At some point someone had refactored (that’s good!) one of the business classes (which were quite monolithic) and had extracted some of the functionality into that Helper class. Luckily this particular helper was only related to login, which explained why the failures only occurred during login in the load tests, so the impact was isolated.

The Solution

All of the business classes in the application were Transient scoped. This helper class was essentially a business class, but had been marked as Singleton for some reason. The simplest solution was to make it match the scoping of the other business classes and mark it as Transient too. This reduced the number of Login failures during the medium load test to 0 (yay!) which was good enough for the business.

The Better Solution

Of course, the code is still terrible underneath, and more subtle failures could still be lurking (can we be sure that every single time the ExecutionEngine is used that its only being used on the thread that it was created? not without adding thread affinity into the class itself), but you don’t always get time to fix underlying issues. As per my previous post, Champion you Code, normally I would fight pretty hard to fix the root cause of the problem (that goddamn ExecutionEngine). This time though…well the code had already been sold to someone who was going to develop it themselves and I wasn’t going to be working for that organisation for much longer, so I took the pragmatic approach and left it as it was. Granted, its essentially a tripwire for some future developer, which makes me sad, but you can’t always fix all the problems.
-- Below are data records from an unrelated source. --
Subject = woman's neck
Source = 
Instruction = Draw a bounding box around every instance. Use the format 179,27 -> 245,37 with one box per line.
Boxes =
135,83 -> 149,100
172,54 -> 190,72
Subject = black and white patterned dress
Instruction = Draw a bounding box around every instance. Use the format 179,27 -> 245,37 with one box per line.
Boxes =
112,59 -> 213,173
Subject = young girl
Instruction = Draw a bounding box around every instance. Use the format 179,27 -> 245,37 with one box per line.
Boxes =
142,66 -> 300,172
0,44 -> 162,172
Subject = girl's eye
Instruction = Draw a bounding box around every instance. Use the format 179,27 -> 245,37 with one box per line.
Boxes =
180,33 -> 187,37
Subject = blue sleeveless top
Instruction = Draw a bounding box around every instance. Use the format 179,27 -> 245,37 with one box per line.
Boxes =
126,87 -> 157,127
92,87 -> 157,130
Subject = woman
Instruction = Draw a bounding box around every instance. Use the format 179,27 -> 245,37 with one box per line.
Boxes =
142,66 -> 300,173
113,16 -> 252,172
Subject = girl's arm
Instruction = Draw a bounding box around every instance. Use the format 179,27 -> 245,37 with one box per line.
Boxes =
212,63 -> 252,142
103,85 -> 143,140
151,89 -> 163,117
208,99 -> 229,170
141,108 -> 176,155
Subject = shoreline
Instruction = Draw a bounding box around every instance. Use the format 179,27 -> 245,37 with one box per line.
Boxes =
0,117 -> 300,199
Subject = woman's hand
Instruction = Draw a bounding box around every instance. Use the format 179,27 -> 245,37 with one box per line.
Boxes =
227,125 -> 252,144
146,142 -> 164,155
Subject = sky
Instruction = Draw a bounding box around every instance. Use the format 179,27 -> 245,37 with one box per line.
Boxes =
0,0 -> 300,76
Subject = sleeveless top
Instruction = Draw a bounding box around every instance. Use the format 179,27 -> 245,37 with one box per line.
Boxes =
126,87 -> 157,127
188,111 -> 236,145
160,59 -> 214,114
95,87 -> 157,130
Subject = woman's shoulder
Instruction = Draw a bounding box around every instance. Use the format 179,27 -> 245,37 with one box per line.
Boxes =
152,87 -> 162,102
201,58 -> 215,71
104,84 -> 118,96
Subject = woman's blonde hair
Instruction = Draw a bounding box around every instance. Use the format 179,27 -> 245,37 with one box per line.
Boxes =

If given the opportunity I would probably change the way the ExecutionEngine is used at least, so that it isn’t as vulnerable to concurrency issues. The easiest way to do this would be to make the Execute method take a Command and return a DataSet, removing all of the state (except the connection string) from the class. That way it doesn’t matter how many threads attempt to Execute at the same time, they will all be isolated from each other. Not a small change, considering how many usages of the class in its current form existed, and the risk that that much change would introduce.

Summary

Singletons are dangerous. Well, I should say, Singletons that involve state in some way (either themselves, or with dependencies that involve state) are dangerous. If you go to mark something as being in Singleton scope, step away from the keyboard, go for a walk and think about it some more. There’s probably another way to do it. When using dependency injection its not always immediately obvious the impacts of making something a Singleton, so you have to be extremelycareful.